Ahmad Faried, menggambarkan bahwa hubungan hati dengan organ-organ tubuh
lainnya, laksana raja yang bertahta di atas singgasana yang dikelilingi para
punggawanya. Seluruh anggota punggawa bergerak atas perintahnya. Dengan kata
lain, bahwa hati itu adalah sebagai remote control sekaligus pemegang
komando terdepan (utama). Karena semua anggota tubuh berada dibawah komando dan
dominasinya. Di hati inilah anggota badan lainnya mengambil keteladanannya,
dalam ketaatan atau penyimpangan.
Jadi, betapa pentingnya kedudukan hati ini dalam kehidupan
manusia. Namun, pertanyaannya adalah apakah kita selama ini telah “berselancar”

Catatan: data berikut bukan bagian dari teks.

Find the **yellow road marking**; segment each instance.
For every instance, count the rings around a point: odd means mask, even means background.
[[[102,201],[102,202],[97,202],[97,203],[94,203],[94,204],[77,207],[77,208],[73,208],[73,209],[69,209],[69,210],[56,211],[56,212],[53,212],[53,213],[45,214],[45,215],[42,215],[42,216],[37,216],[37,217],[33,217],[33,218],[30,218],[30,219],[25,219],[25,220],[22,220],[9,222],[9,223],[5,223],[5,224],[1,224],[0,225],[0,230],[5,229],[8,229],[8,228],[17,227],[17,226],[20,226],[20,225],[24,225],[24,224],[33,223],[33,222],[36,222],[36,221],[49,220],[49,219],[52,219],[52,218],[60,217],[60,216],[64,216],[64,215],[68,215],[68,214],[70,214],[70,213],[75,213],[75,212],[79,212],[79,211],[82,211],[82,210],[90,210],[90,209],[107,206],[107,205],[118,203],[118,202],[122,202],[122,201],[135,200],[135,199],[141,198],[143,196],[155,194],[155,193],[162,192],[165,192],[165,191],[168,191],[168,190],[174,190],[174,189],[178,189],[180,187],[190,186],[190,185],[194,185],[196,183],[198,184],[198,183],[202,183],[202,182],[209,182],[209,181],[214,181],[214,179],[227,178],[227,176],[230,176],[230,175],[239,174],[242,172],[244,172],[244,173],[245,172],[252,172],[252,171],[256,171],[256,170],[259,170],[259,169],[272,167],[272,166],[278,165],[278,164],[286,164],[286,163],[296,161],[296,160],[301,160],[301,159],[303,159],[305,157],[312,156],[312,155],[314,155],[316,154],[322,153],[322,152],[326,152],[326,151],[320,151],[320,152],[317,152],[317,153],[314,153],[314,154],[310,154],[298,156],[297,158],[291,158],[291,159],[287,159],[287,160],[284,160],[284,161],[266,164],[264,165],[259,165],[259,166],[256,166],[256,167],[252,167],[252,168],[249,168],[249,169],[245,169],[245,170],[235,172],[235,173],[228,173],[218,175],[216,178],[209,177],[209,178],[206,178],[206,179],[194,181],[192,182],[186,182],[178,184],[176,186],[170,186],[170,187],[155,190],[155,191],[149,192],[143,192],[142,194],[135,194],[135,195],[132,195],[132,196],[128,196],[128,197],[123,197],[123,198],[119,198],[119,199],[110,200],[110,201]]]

untuk betul-betul memahami dan memaknai keberadaan dunia hati ini?
Hati Fisik Dan Hati Ruhani
Bila kita “berselancar” di dunia hati, maka kita akan bersentuhan
dengan sesuatu yang berada di setiap sisi-sisi hati manusia tersebut, mulai
dari arti hati secara fisik sampai dengan bagian-bagian hati itu bila dilihat
secara ruhani, termasuk di dalamnya adalah segala organ tubuh yang sering
berhubungan dengan hati itu sendiri.
Berbicara hati (qalb, kalbu), tentu kita akan melihatnya
dari dua sudut kaca mata yang berbeda, yaitu hati fisik dan hati ruhani. Secara
fisik, hati ini bagi kebanyakan orang merupakan sepotong organ dalam tubuh
manusia yang terletak di bagian kiri dada dan sebagai sumber (pusat) roh. Dalam
satu keterangan disebutkan, kalau sepotong organ ‘daging’ itu berbentuk buah sanaubar
(berarti buah cemara atau sejenis dengan itu, mirip dengan jantung manusia.
Kata ini bila diindonesiakan menjadi ‘sanubari’ untuk menunjukkan perasaan hati
yang mendalam. Sebetulnya, terjemahan yang lebih tepat bagi kata qalb
ini dalam bahasa Indonesia adalah ‘jantung’). Dan secara teknis ilmu anatomi,
hati ini diartikan sebagai suatu bagian isi perut yang merah kehitam-hitaman
warnanya, terletak di sebelah kanan perut besar, gunanya untuk mengambil
sari-sari makanan di dalam darah dan menghasilkan empedu.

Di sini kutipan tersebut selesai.